Приняв благое решение, Кира отправилась спать.
Вот уж действительно, благими намерениями вымощена дорога в ад. На следующий день, промучившись в ожидании звонка Грега, — но он так и не позвонил, — злая и расстроенная она ждала троллейбус после работы, и вдруг перед остановкой притормозил знакомый «БМВ». Грегори распахнул дверцу, и Кира, забыв все свои рассуждения, уселась рядом с ним.
Он опять предложил поужинать в ресторане, но Кира пригласила его домой, здраво рассудив, что присутствие Аленки спасет положение и не позволит им зайти слишком далеко. Однако на кухне Киру ждала записка, в которой дочка сообщала, что отправилась к бабушке и останется у нее ночевать.
После ужина они сидели в комнате в глубоких креслах и медленно потягивали из высоких фужеров французское шампанское. Кира поставила кассету с записями гавайской гитары.
— Потанцуем? — Грег поднялся и подал ей руку.
Они стали медленно двигаться в такт музыке. Он был так близко от нее, ближе, ближе, еще ближе… Когда Грег крепко прижал ее к себе, Кира и не пыталась сопротивляться. Ее первая слабая попытка слегка отстраниться тут же умерла под напором ошеломляющего чувства — желания быть в его объятиях. А он кружил и кружил ее по комнате, и она уже совершенно не чувствовала под собой пола, плавясь, как воск от огня, в его сильных руках.

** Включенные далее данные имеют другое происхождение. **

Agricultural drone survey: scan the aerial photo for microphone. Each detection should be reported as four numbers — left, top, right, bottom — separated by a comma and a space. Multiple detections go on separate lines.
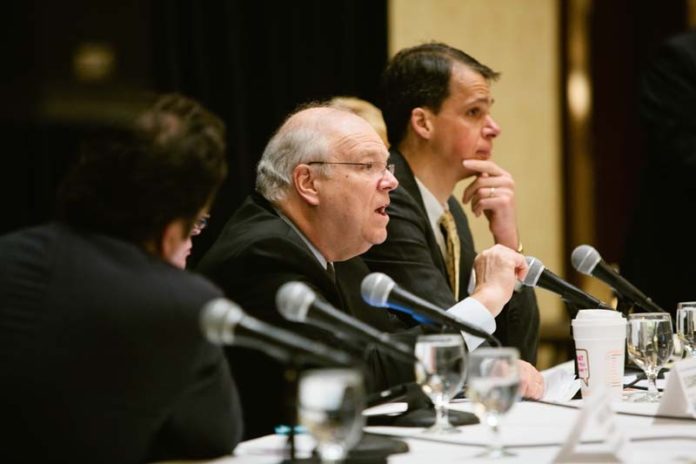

Когда она почувствовала его губы на своих, она отнеслась к этому как к естественному продолжению их медленного танца. Переборы гитары рассыпались по комнате, а они все кружились, кружились… Кира уже потеряла всякую ориентацию, но ее это совсем не заботило: то ли из-за шампанского, то ли из-за чего-то еще другого все соображения здравого смысла отступили на второй план, а единственной реальностью остались его сильные руки и горячие губы… Ничего, кроме этих обнимающих ее рук, ничего, кроме нежности его властных губ, пытавшихся приоткрыть ее губы…
Потом она почувствовала, как губы Грега прикоснулись к ямочке на ее шее, потом они двинулись ниже, еще ниже, и она со стоном запустила руки в его густые темные волосы. Когда Грег слегка отстранился, чтобы взглянуть на нее, она обняла его за шею.
— Не отпускай меня, — попросила она едва слышно.
— Ни за что, — так же тихо и серьезно отозвался он.
Потом он подхватил ее на руки и опустил на диван. Потолок над Кириной головой кружился и куда-то уплывал, она подалась чуть вперед и притянула Грега к себе, ухватившись за него, как за свое спасение, видя только его пылающие страстью синие глаза. Провела пальцем по его лбу, по переносице, по краю щеки. Ее ласка, казалось, придала ему новое дыхание. Его поцелуи стали долгими и требовательными, прикосновения рук настойчивыми, интимными. И, когда он мягко и нежно коснулся ее груди, она вся изогнулась и подалась навстречу в приглашающем порыве. Никто и никогда так к ней еще не прикасался, и ничьи прикосновения не вызывали в ней такого жгучего желания. И сейчас, когда губы Грега ласкали ее грудь, она вдруг осознала, что никогда не захочет, чтобы это делал кто-то другой. Ее пальцы снова зарылись в его волосы. «Грег…» — прошептала Кира, испытывая потребность сказать еще что-то, но не зная точно, что именно. Прижавшись к нему, дрожа от нетерпения, она ощущала раздражающую помеху одежды и яростное желание ощутить гладкую твердость его мышц и ласку рук на своей обнаженной коже. И, словно в ответ на это невысказанное желание, Грегори потянул вниз «молнию» на платье и совсем освободил ее тело от ненужной шелковой оболочки. Затем, с трудом оторвавшись от Киры, он сорвал с себя рубашку — на пол полетели пуговицы, — скинул брюки, и наконец она всем телом ощутила его тело. На ней оставались только кружевные трусики.